I had to divide the unique value aka chordValue that the user created to fit into a 255 value range. The removing of the fractional value along the way, made me account for slight discrepancy thus reducing the value space of a byte by around a third.
I need to rewrite how the chordValue is derived to make the necessary action feel more consistent to the user, so what the values will be are still up in the air, but I think its safe to say at this point that its out of the range of a byte and within the range of an int.

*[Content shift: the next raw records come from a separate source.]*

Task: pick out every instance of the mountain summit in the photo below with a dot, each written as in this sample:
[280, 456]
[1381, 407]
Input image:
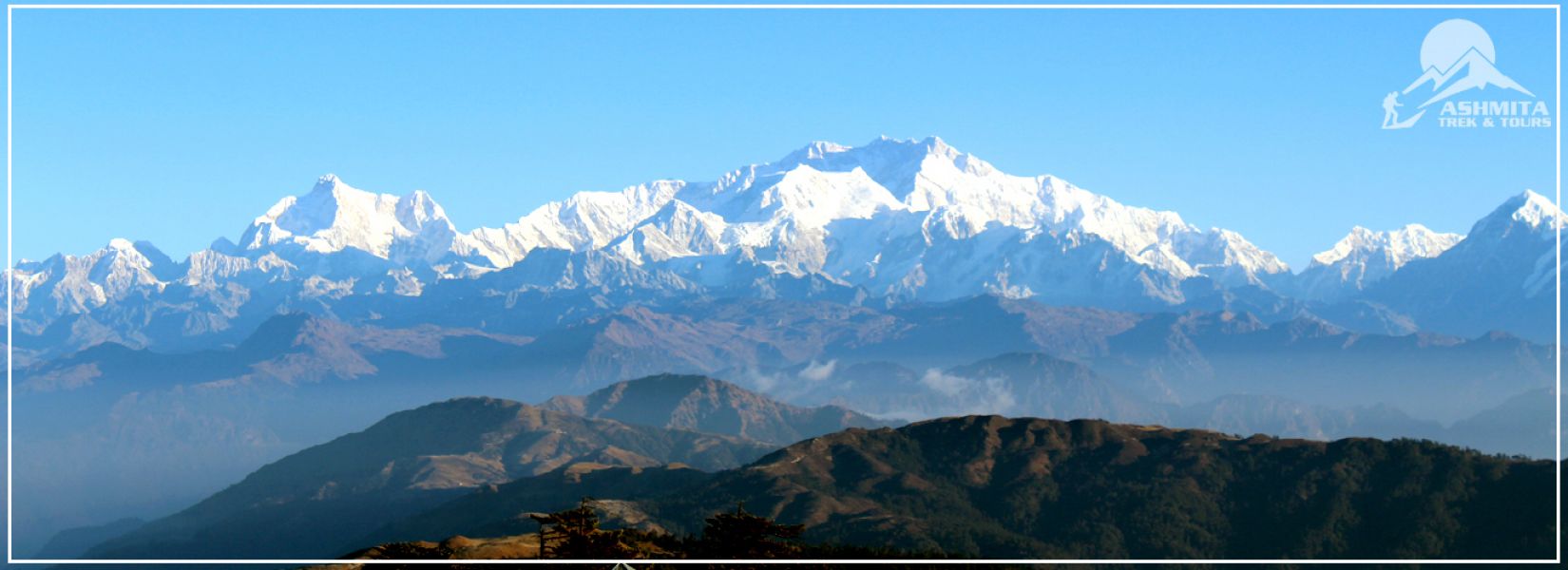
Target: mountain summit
[891, 221]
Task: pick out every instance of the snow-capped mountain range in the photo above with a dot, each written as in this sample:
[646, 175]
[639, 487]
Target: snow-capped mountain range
[891, 221]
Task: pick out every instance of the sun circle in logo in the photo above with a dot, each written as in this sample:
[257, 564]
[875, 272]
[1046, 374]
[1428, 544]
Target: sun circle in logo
[1451, 40]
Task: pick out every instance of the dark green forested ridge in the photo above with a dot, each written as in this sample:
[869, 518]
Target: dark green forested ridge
[1001, 487]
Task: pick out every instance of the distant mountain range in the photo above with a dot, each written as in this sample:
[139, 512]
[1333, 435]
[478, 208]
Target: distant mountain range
[882, 224]
[837, 287]
[966, 485]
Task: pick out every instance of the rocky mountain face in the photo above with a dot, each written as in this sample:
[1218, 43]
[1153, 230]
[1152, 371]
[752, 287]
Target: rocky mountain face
[882, 224]
[900, 279]
[1366, 257]
[411, 461]
[1021, 487]
[1501, 276]
[704, 405]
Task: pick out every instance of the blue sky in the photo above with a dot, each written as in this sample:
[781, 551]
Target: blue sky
[181, 125]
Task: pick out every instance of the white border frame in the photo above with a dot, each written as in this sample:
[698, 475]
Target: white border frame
[10, 263]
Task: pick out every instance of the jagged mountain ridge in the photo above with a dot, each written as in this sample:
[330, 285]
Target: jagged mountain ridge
[891, 221]
[698, 403]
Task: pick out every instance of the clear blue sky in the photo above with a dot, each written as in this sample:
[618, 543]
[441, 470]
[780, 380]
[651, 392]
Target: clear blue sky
[181, 125]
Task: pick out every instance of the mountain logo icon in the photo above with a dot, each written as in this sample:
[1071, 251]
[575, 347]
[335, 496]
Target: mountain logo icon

I think ive come up with away to check the value without making an array.

char checkAlt(int chordValue, int modifier)//untested
{
  int startAddress;
  int endAddress;
  if (modifier==96)
  //lower case letters
  {
    startAddress=1;
    endAddress=27;
  }
  if (modifier==38)
  //Capital letters
  {
    startAddress=27;
    endAddress=53;
  }
  //add more modifier definitions here, for symbols
  for(int i=startAddress;i>endAddress;i++)
  {
    int address=i*2-1;
    //this should assure a unique address for an int, given values are correct
    //probably could have incremented by 2, but the same vars would still need definitions
    int tempChord=EEPROM.readInt(address);
    if(tempChord==chordValue)
    {
      lastLetter=char(i+modifier);
      return lastLetter;
    }
  }
}

Still doesn't negate the "maximum write" problem, in fact It could make it worst, but it does take care of the issue of size. I just need to write an assignment function now.

I'm going to have to look into it more, but since I'm modifying so many of the variables during run time its hard for me to see where to use progmem yet, A quick example with some of the code I've be throwing around would be great
the only string literals i can think are the debugging messages at the moment.. am I being too narrow?

wait a sec... are the debug messages in the library being loaded into ram?... That would explain the crashes..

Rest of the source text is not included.